The inner plans, called Project Caviar, were proven to specific hardware manufacturers earlier this season, according to a written report fromProtocol. Googles presentation called the project ways to create a healthier, broader ecosystem for premium media experiences. Since it stands, anyone who uses Dolbys formats must pay a licensing fee to take action.
YouTube may be the primary focus for introducing a competing standard with Dolby. The biggest video platform on the planet will not currently support Dolby Atmos or Dolby Vision. Googles efforts in the video realm have already been primarily centered on codecs. It helped to found the Alliance for Open Media, which oversees the royalty-free AV1 video codec.
Protocol reports that Project Caviar differs than Googles past audio projects because its not just a codec. It targets 3D audio and HDR video formats that use existing codecs but supplies a rich and immersive media playback experience. The clear aim would be to give YouTube creators usage of Dolby Atmos-like experiences with no need to cover Dolbys licensing fees.
Dolby makes the majority of its money through licensing with hardware manufacturers. Dolby Vision nets up to $3 per TV produced with the technology. We dont know very well what Dolby charges hardware manufacturers to license its Dolby Atmos tech as the company hasnt publicly disclosed it. But Xbox owners who wish to experience Dolby Atmos on the console pay a $15 license per console to take action.
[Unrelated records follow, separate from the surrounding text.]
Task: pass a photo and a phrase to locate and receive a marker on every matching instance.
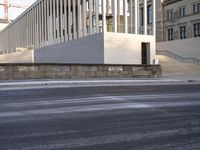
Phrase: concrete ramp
(170, 66)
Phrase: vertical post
(104, 15)
(65, 9)
(125, 17)
(136, 16)
(79, 18)
(45, 20)
(84, 18)
(57, 22)
(90, 18)
(131, 15)
(61, 21)
(74, 20)
(42, 25)
(97, 16)
(118, 14)
(145, 17)
(69, 20)
(154, 18)
(47, 25)
(114, 12)
(40, 31)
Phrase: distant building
(180, 27)
(82, 31)
(3, 23)
(181, 19)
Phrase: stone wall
(52, 71)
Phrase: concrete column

Google and several other companies beneath the Alliance for Open Media may also be seeking an alternative solution to Dolby Atmos. Members include Amazon, Netflix, Meta, and Samsung, among other smaller companies. The consortium happens to be working on a fresh audio format called Immersive Audio Containerdesigned to deliver a 3D audio experience with existing open codecs. Apple has thrown its support behind Dolby Vision and Dolby Atmosso is really a format war accessible?